God's 'Not Above Meeting Us in Movie Theaters' Says Vancouver Professor

By Julie Brown Patton
Jason Byassee
Jason Byassee, a former minister and current professor at the Vancouver School of Theology: "I do think God is not above meeting us in the movie theater where people are trying to tell a beautiful story well and trying to leave you, as the viewer, changed."  Facebook

Vancouver School of Theology professor Jason Byassee believes Christians can find messages and analogies in movies that even may be perceived as "flagrantly irreligious or hostile to morality." This former North Carolina church minister insists morality can be seen in its own right, especially in superhero movies.

"I do think God is not above meeting us in the movie theater where people are trying to tell a beautiful story well and trying to leave you, as the viewer, changed," Byassee said in the Vancouver Courier.

He spent a decade writing film reviews for the magazine The Christian Century. He said he found many messages about religion that filmmakers probably didn't know were there.

"Clearly what a superhero movie or book is about is wanting someone to try to fix something we can't fix," he said, admitting religion means more than that, too.

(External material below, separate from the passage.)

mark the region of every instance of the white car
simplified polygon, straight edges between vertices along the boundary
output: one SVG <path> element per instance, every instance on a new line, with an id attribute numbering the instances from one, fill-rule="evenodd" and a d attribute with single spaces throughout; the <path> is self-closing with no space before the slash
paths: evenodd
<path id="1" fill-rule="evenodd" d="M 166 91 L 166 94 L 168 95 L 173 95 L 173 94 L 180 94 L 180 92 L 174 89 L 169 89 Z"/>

Sports movies may not be overtly religious, but often evoke values and rituals that can mirror faith. Despite devoting a large portion of his career to pondering religiosity in popular culture, he said he is ambivalent about what he calls "popcorn theology."

He believes there are things a person can gain from church attendance that cannot be gained from sitting in a theater. "I have a really high notion of the church. I think there are things that happen as part of the church that can't happen anywhere else and so I'm reluctant to give that away to the Cineplex," he said.

"At the end of the day, Hollywood is a $1-billion business trying to manipulate us out of our money. I get that. You can go to the movies without having to learn how to love your enemy or feed the poor or become holier. You shouldn't be able to get away with going to church without those things."

Much like Hollywood, the minister said preachers try to tell a beautiful story well and leave people changed. "I guess what moviemakers are doing is what other storytellers and myth-makers are doing. They're trying to give people something worth living by. You can tell when someone has done that. It's an honoring of what it means to be human when someone tells a story well."

Bad stories are wasted time and a defaced notion of humanity, he suggested.

Human beings, Byassee said, are animals that live by the story, "that want to take stock of how tragic and awful the world is and also say, by the end, all things shall be well."

"In the Scriptures, God is one who creates everything with a word," Byassee said. "God speaks and, bam, there are supernovas and lobsters and the Canadian Shield. There is some distant analogy between when we speak and create something that wasn't there before or we draw or we tell a story or paint a painting or make a song. There's some analogy between us creating something that wasn't there before and God creating everything that is that wasn't there before."